Thursday, 15 April 2010

Random thoughts on DK and blogging.

The DK business brings up the issue of anonymous blogging, one's working life and open political action, and how these things can rub against each other.

I write under a nom de plume, and have done so to keep a separation between my blogging views and my working life. Using a pseudonym has a long and honourable tradition in political writing, and there is a certain freedom or licence that the mask of anonymity allows that no doubt influences how I write. I have always been aware that the government/police/SIS could track me down in a matter of seconds if they wished to.

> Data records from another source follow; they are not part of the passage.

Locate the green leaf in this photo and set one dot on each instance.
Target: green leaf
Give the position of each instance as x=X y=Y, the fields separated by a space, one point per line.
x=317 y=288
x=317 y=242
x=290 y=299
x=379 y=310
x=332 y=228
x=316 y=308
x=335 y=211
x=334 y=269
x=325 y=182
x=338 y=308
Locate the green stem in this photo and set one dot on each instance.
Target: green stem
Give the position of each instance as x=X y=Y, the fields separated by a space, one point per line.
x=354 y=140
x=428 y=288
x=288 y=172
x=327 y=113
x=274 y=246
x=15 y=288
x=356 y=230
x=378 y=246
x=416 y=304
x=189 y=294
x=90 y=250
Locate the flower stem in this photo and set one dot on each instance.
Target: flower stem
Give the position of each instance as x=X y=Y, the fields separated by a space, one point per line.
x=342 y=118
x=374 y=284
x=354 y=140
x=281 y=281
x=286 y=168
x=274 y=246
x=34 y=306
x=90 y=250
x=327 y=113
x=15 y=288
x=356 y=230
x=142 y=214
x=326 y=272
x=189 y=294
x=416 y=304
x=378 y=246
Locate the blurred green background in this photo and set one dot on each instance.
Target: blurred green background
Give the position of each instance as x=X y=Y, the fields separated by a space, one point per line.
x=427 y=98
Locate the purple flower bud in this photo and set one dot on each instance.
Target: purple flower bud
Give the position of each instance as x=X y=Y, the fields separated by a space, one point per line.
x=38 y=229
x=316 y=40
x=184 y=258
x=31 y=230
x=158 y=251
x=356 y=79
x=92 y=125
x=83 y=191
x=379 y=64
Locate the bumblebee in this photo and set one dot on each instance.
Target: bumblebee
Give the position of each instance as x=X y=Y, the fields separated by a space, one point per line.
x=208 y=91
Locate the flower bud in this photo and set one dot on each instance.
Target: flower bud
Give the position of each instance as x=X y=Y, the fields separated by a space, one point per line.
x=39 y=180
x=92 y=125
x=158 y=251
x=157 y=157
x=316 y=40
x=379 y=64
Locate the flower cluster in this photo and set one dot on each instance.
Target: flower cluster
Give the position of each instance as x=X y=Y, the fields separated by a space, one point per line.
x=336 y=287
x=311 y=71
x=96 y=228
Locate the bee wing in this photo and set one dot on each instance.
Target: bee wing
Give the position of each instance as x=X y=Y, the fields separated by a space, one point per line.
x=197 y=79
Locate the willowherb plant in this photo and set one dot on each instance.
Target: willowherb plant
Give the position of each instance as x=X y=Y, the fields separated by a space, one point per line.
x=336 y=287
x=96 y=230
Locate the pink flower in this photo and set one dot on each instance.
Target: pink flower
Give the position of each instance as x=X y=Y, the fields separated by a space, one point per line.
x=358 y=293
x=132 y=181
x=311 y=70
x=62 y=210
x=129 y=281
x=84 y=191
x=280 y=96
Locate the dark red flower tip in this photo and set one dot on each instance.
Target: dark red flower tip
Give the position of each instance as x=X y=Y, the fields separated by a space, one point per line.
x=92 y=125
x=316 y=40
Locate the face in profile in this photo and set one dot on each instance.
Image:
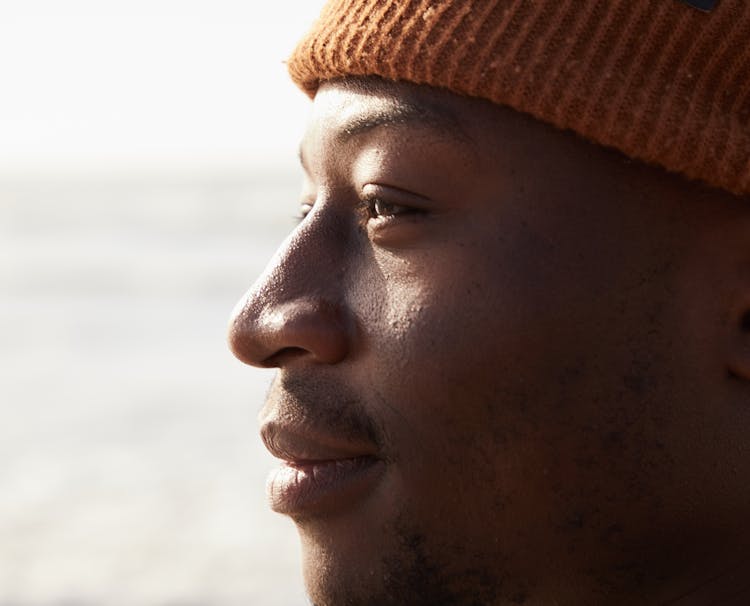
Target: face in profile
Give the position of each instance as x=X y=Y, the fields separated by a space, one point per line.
x=505 y=361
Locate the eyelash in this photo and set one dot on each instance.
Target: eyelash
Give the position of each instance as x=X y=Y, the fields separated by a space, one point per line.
x=373 y=207
x=377 y=208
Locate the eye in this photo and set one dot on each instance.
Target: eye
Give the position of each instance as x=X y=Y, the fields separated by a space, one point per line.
x=377 y=208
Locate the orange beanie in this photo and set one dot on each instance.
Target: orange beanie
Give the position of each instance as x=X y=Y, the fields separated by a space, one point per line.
x=657 y=79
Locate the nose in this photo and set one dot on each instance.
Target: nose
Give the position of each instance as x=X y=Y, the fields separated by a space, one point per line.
x=296 y=309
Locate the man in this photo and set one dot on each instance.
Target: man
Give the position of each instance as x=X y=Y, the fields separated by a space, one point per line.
x=512 y=327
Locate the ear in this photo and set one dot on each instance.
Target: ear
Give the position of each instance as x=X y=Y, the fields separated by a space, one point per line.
x=739 y=354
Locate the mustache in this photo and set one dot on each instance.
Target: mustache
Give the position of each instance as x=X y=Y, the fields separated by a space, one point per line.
x=310 y=401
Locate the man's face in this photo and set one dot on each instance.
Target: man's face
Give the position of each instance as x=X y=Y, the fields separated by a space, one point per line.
x=497 y=360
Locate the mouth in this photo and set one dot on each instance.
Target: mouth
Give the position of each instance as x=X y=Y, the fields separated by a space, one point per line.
x=319 y=474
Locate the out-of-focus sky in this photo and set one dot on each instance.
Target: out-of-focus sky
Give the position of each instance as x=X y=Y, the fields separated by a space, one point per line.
x=112 y=85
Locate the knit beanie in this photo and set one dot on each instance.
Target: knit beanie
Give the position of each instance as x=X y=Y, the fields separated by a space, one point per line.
x=660 y=80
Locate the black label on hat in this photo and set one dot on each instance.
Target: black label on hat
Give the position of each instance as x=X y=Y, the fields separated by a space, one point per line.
x=702 y=5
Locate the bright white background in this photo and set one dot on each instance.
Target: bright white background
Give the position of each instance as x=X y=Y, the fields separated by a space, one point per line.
x=147 y=172
x=103 y=84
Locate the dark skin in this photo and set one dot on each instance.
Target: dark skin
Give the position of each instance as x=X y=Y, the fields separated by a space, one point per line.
x=545 y=345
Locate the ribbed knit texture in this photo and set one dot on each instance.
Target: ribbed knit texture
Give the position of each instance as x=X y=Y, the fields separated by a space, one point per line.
x=656 y=79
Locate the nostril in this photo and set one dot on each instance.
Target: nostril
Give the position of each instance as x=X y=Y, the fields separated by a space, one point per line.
x=281 y=333
x=284 y=356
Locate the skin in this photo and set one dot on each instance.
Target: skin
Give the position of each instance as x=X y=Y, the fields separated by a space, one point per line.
x=546 y=342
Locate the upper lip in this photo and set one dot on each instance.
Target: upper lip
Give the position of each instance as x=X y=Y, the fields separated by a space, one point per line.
x=298 y=443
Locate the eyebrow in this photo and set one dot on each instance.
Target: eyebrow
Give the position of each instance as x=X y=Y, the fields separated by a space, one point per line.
x=440 y=121
x=432 y=117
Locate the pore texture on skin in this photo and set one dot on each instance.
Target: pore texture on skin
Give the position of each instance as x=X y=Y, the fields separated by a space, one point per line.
x=523 y=339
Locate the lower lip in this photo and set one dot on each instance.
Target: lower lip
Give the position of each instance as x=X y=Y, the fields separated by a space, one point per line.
x=322 y=486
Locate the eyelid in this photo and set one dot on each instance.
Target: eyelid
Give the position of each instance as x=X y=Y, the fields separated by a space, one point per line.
x=395 y=196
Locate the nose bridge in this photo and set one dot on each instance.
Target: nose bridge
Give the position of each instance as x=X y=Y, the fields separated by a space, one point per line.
x=297 y=307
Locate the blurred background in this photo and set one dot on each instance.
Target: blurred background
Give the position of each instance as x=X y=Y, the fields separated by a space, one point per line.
x=147 y=173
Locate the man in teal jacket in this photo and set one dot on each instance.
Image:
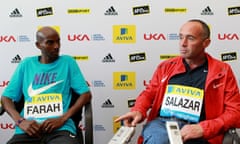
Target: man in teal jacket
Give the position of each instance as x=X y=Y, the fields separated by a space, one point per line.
x=194 y=89
x=46 y=82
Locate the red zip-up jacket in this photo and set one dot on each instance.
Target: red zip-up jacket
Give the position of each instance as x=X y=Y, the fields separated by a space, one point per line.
x=221 y=96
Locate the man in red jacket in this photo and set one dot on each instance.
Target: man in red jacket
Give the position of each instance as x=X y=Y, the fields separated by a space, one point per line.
x=197 y=91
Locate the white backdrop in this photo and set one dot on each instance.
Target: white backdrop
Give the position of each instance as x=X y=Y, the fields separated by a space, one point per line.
x=90 y=31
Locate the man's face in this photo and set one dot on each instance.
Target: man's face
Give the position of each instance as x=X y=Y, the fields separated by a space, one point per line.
x=191 y=41
x=50 y=46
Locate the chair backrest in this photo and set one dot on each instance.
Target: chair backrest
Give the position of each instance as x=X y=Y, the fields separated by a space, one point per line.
x=77 y=117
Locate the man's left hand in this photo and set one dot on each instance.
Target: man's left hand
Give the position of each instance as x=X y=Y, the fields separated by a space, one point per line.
x=191 y=132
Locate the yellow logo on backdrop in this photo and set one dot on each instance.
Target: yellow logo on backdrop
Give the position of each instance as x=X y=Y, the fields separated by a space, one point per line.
x=116 y=125
x=124 y=34
x=124 y=80
x=57 y=28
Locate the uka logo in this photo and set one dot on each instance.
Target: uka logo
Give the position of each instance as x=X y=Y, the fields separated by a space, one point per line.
x=155 y=36
x=78 y=37
x=228 y=36
x=7 y=39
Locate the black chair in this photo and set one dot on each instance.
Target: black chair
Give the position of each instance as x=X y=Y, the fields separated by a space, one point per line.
x=84 y=137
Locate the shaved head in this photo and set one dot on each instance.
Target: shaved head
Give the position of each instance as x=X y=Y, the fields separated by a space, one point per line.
x=45 y=32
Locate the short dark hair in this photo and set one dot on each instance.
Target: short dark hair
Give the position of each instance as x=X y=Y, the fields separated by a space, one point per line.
x=206 y=29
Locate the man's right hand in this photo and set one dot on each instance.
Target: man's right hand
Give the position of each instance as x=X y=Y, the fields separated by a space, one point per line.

However, there is a big step from the blogging world to actual involvement in political action, and whereas denouncing liberal judges as scat-munching paedo-enablers is run-of-the-mill round these parts, I fear that it may be a barrier to doing what really needs doing, which is engaging in the necessary action to drive such judges from their positions of power and attempting to institute the reforms of the law that this country, which I love, requires.

As 1 Corinthians 13 says;

"When I was a child, I spake as a child, I understood as a child, I thought as a child: but when I became a man, I put away childish things."

Also Matthew 5:30;

"And if thy right hand offend thee, cut it off, and cast it from thee: for it is profitable for thee that one of thy members should perish, and not that thy whole body should be cast into hell."

These quotes remind me that there is a time to move on, and that we can become too attached to things, not in themselves bad, but to the extent that the attachment becomes a barrier to what we really ought be doing, and perhaps DK has made a decision along these lines.

I ask myself; are there things I regret writing in these pages, or perceive could come back to haunt me? I reckon not. Although sometimes my language leaves something to be desired, the targets of my most vociferous outpourings have all deserved it, I think.

So maybe the issue that people such as DK must grapple with is; how to keep hold of this great weapon of ours - the bloggosphere - keep it pointed at the enemy without recoiling in our faces, and how to develop other tools and weapons alongside it that can push forward the political agenda that libertarians believe in. Leg-Iron is right: we must never apologise. Take a step back and compare a little bad language with some of the felonies that have been committed by the political establishment. Suddenly, calling Justice Collins a 'fucking piece of rancid shit' disappears into dust, when you consider the use of depleted uranium, secret torture facilities, the looting of public finances etc.

The political establishment would love to destroy the bloggosphere, because they cannot control it. They want to belittle it and pose on some moral highground, as if they don't have foul-mouthed writers and comedians of their own, to peddle their world view. It is not the language or the passion that they object to, but the underlying message.

If some kind of firewall is needed to separate the franc-tireurs of the blogging world from other political activity, so be it. We need the latter, blogging ain't enough, but this, the bloggosphere, is our manor, and we'd be crazy to throw it away.